As the UK marks the start of National Apprenticeship Week today (6th February), research conducted by the Association of Accounting Technicians (AAT) found a 40% rise in people starting entry level apprenticeships so far in the 2022-23 financial year.
AAT’s research found that participating in an apprenticeship has had a positive impact on people’s careers with nearly 4 in 5 (83%) of apprentices surveyed reporting they would recommend doing an apprenticeship to others. Additionally, three-quarters (71%) of people who have studied or are currently studying an apprenticeship say the experience has enabled them to pursue their dream career. The main benefits apprentices stated were the ability of earning whilst learning (46%), as well as gaining real world experience (38%).
The research found that 2 in 5 (40%) of UK adults believe that school leavers should concentrate on combining learning with being paid as their main priority this year, followed by further education (22%), paid work (20%) and taking time out (7%). Moreso, over half (51%) of over 55s believe that learning whilst earning is important.

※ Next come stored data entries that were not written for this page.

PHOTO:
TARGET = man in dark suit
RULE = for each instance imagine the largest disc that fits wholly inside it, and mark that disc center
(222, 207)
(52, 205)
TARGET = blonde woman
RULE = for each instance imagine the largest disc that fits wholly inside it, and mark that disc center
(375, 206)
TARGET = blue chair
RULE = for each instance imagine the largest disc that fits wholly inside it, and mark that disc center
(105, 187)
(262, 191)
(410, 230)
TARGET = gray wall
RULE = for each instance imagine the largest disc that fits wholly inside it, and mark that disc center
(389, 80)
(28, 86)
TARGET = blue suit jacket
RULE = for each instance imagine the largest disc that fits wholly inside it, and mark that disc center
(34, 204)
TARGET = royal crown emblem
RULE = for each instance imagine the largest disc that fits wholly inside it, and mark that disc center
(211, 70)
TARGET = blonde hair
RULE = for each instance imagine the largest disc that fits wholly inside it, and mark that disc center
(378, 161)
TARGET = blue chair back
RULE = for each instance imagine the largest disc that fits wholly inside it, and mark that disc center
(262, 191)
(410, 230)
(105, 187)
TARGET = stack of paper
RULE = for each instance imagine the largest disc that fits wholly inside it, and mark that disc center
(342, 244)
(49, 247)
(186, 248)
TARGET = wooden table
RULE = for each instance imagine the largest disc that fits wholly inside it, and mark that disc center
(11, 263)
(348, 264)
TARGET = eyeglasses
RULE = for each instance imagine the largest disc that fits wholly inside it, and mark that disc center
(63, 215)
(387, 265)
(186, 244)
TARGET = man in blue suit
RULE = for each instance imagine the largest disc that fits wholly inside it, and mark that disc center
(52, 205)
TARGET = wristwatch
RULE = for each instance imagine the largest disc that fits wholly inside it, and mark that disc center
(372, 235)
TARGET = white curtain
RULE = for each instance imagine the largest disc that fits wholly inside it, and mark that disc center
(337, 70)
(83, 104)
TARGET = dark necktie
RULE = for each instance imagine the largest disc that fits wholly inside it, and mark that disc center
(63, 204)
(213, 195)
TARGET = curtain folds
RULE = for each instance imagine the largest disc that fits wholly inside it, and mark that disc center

It appears the training-on-the-job schemes are not just for young people, with over a quarter of people (27%) who started an apprenticeship after the age of 25 did so to change career into a new industry, while 4 in 5 (80%) between the age of 25-34 felt that an apprenticeship catered for their learning needs better than full-time education.
AAT business development manager Anthony Clarke said: “It’s great to see more people embracing apprenticeships as a bridge between education and the working world. With the information we all have at our finger tips, there are more options than ever and by evaluating them, everyone can choose what is right for them – for a lot of people it’s going to be the ability to earn and learn at the same time with an apprenticeship.
“Research shows that going to university is getting more expensive all the time, and students on average will lose almost £50,000 between tuition and maintenance costs – while they could make almost £50,000 with three years on an entry level accounting apprenticeship.
“By helping to retrain and offer qualifications to work in new sectors, apprentices can also be seen as the answers for businesses to innovate and grow their own talent, so it benefits both parties.”